Angela Conlan wins 2024 BGS Special Medal for her creative work with older people

15 November 2024

The British Geriatrics Society (BGS) awards its Special Medal each year to someone who has made an outstanding contribution to promoting the health and wellbeing of older people. It recognises non-clinical professionals who have gone the extra mile through their work or volunteering to support older people.

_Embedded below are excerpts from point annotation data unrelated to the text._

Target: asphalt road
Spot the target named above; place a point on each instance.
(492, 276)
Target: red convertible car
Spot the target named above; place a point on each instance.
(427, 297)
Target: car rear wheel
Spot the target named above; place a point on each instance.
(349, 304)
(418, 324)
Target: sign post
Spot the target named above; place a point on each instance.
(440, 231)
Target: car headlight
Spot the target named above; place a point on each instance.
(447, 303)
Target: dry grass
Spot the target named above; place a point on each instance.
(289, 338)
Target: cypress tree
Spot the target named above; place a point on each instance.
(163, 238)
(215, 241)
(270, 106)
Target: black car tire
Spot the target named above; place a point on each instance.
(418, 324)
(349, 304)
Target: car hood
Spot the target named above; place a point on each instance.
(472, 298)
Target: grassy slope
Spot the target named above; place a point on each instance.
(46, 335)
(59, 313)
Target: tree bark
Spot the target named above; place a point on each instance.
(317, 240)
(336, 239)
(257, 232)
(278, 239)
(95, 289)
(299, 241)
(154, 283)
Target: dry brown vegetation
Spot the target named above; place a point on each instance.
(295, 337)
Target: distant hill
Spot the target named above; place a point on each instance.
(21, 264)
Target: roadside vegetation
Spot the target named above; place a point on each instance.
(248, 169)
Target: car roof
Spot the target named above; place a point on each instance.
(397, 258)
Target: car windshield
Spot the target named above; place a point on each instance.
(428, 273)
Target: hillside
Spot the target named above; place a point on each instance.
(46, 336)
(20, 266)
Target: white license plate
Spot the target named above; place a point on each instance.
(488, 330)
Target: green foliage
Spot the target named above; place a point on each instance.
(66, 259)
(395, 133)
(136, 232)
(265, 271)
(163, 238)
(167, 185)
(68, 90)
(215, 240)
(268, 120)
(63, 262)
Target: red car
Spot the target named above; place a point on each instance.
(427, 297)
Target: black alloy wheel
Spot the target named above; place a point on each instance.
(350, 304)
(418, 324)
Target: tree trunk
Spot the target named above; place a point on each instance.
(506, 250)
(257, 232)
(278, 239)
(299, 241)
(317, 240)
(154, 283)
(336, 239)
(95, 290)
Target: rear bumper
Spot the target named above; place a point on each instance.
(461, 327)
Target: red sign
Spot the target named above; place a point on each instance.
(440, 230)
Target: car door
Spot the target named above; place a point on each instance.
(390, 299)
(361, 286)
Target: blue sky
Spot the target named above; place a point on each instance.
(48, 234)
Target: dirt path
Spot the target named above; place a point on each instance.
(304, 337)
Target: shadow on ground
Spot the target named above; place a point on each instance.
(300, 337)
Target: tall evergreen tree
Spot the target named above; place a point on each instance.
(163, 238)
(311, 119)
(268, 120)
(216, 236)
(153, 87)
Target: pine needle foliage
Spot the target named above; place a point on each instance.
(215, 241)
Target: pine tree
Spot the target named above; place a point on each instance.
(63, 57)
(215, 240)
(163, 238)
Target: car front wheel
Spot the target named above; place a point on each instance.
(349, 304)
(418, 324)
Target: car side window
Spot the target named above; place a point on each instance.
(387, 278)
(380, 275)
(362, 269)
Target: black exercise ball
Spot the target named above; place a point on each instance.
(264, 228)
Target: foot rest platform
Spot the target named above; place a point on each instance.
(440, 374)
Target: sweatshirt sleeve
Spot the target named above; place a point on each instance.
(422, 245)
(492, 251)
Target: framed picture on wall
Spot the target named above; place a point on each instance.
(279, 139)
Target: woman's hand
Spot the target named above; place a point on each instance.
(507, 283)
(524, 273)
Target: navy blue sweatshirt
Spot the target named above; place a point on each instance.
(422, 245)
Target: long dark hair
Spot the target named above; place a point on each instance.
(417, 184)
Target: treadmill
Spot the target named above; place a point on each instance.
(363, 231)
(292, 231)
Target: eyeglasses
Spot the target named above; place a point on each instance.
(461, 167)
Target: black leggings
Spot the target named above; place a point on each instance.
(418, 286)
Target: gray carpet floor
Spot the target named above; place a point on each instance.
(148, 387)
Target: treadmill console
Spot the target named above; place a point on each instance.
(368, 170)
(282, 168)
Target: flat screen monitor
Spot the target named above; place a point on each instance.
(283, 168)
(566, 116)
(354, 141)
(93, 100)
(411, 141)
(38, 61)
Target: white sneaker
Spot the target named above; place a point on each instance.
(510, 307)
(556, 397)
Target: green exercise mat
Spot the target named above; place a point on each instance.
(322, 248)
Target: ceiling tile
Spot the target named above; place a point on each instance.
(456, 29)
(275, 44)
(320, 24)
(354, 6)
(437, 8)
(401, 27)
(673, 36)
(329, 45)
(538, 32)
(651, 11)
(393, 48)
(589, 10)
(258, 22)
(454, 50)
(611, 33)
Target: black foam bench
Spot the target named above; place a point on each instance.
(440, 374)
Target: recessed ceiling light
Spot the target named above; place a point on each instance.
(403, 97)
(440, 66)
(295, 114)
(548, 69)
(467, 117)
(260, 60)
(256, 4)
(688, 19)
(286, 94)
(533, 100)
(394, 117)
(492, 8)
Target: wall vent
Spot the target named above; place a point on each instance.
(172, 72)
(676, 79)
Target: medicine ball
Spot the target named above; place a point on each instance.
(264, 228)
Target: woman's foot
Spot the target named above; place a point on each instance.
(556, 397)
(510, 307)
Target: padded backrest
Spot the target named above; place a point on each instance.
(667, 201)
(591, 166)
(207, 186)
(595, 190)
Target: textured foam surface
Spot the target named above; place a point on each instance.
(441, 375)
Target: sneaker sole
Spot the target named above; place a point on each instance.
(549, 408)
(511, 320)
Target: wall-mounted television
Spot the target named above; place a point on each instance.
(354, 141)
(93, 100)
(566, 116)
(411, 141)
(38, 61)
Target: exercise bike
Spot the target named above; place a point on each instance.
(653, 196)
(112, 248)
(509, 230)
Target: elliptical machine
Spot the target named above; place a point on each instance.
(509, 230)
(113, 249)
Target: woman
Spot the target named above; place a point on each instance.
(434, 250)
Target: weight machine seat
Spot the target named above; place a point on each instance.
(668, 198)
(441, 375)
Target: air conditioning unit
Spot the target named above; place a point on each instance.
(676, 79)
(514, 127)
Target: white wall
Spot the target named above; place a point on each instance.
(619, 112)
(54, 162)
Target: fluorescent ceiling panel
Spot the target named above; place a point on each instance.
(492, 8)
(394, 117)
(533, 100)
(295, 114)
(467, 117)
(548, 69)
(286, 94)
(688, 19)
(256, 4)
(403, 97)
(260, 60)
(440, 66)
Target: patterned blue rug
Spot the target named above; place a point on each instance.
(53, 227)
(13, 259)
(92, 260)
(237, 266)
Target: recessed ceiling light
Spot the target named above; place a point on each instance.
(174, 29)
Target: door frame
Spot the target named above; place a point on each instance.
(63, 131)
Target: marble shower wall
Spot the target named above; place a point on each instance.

This year’s winner is Angela Conlan, Project Lead at Oxford Health Arts Partnership, which brings creative arts to older people in community hospitals, helping to ensure they can live fulfilling lives.
 
One of Angela’s notable contributions is her ‘Creating with Care’ project, a collaborative project supported by the Oxford Health Charity, Oxford Health NHS Foundation Trust and University of Oxford. The project delivers a variety of arts interventions to patients in community hospitals including dancing, live music and painting. These activities bring therapeutic joy into a clinical setting.
 
Angela recently completed an Arts Impact Measured service evaluation of the ‘Creating with Care’ project, which found that patients who interacted with artists showed an improvement in mood and an increase in positive emotions from 29% to 94%. The activities facilitated the sharing of memories, and participants’ engagement with the artists, family members and staff has built a sense of community and connection.
 
Angela is passionate about reducing inequity in the provision of artistic rehabilitative services for housebound older people. She is planning further research on improving older people’s access to treatment, therapy and rehabilitation in their own homes.
 
Angela will be awarded her Special Medal at the BGS Autumn Meeting, which is taking place in London between 20 and 22 November 2024.
 

Professor Adam Gordon, President of the BGS, commented:

Through the ‘Creating with Care’ project, Angela has made a direct improvement on the experience of older people in community hospitals. This project has championed evidence-based methods to deliver activities, research and evaluation which bring joy and positivity to the wards. She is a credit to the partnership between Oxford Health Charity, Oxford Health NHS Foundation Trust and University of Oxford, and fully deserving of the BGS Special Medal."

Angela Conlan, winner of the BGS Special Medal 2024, said:

I am honoured to receive this medal in recognition of my work at the Oxford Health Arts Partnership. I have seen firsthand the incredible impact that creative health projects bring to older people in hospital settings, and it is wonderful that the value of these activities has been recognised in this way."